Summary

Training localized multilingual large language models (LLMs) is crucial for AI systems to understand and communicate in diverse languages. NVIDIA NeMo provides a comprehensive platform for developing custom generative AI, including tools for training, retrieval-augmented generation, guardrailing, and data curation. This article explores the best practices for adding new language support to base LLMs using NeMo, focusing on training and merging a multilingual tokenizer and performing continual pretraining.

Building Localized Multilingual LLMs with NVIDIA NeMo

In today’s globalized world, the ability of AI systems to understand and communicate in diverse languages is increasingly important. Large language models (LLMs) have revolutionized the field of natural language processing, enabling AI to generate human-like text, answer questions, and perform various language tasks. However, most mainstream LLMs are trained on data corpora that primarily consist of English, limiting their applicability to other languages and cultural contexts.

Challenges in Multilingual LLMs

Current state-of-the-art LLMs often struggle with Southeast Asian (SEA) languages due to limited training data and the unique linguistic characteristics of these languages. This results in lower performance compared to high-resource languages like English. While some LLMs can handle certain SEA languages to an extent, they still exhibit inconsistencies, hallucinations, and safety issues.

NVIDIA NeMo: A Solution for Localized Multilingual LLMs

NVIDIA NeMo is an end-to-end platform for developing custom generative AI, anywhere. It includes tools for training, retrieval-augmented generation (RAG), guardrailing, and data curation, offering enterprises an easy, cost-effective, and fast way to adopt generative AI.

Workflow for Adding New Language Support

To construct a multilingual LLM, you have several options:

  • Use a multilingual dataset to pretrain the LLM from scratch.
  • Adopt continual pretraining on English foundation models using a dataset of the target language.

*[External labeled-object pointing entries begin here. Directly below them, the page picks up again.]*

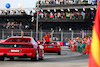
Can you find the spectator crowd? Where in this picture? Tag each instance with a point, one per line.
(64, 2)
(66, 15)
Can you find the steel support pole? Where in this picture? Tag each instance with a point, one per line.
(37, 22)
(2, 34)
(61, 35)
(72, 34)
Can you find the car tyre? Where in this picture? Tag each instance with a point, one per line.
(59, 53)
(1, 58)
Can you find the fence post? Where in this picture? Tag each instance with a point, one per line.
(82, 34)
(2, 34)
(72, 34)
(62, 35)
(31, 33)
(11, 32)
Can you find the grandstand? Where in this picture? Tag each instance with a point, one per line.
(69, 19)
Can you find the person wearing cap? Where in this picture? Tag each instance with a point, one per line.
(88, 44)
(46, 37)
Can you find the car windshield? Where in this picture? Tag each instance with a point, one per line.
(19, 40)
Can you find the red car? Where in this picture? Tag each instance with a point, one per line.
(21, 47)
(52, 47)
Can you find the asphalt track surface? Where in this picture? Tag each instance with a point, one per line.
(66, 59)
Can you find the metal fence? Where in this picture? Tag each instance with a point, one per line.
(57, 35)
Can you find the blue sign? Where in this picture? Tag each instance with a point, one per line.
(7, 5)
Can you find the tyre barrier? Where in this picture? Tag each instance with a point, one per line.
(81, 49)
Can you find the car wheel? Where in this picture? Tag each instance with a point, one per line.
(59, 53)
(2, 58)
(11, 58)
(42, 56)
(36, 56)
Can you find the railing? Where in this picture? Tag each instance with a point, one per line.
(51, 2)
(57, 35)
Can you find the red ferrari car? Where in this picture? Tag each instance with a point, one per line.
(22, 47)
(52, 47)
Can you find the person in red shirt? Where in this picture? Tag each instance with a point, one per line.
(46, 37)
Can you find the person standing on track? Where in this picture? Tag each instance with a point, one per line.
(46, 37)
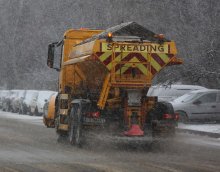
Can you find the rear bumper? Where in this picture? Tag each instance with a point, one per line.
(163, 125)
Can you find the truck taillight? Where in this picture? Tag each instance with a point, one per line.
(167, 116)
(94, 114)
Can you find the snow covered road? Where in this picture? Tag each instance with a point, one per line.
(27, 145)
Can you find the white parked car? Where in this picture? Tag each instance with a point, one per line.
(36, 105)
(200, 105)
(171, 92)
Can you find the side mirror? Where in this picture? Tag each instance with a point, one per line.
(197, 102)
(50, 57)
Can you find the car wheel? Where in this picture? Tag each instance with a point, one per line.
(183, 118)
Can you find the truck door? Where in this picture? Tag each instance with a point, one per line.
(205, 107)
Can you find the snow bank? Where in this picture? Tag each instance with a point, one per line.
(211, 128)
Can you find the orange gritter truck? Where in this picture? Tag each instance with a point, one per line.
(104, 77)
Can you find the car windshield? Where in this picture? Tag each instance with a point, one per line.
(187, 97)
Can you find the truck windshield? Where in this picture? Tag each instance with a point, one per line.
(187, 97)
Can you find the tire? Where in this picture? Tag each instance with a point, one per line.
(183, 118)
(156, 114)
(75, 127)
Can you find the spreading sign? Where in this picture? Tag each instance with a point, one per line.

Without a sufficiently expressive tokenizer, the model struggles to represent the low-resource language efficiently, leading to suboptimal performance. It’s necessary to build a customized tokenizer that enables the model to process and learn from the low-resource language data more effectively during continual pretraining.

Steps for Training Localized Multilingual LLMs

  1. Download and extract the GPT model to obtain model weights and the model tokenizer.
  2. Customize the tokenizer training and merge to output a bilingual tokenizer.
  3. Modify the GPT model architecture to accommodate the bilingual tokenizer.
  4. Perform continual pretraining using the target language dataset.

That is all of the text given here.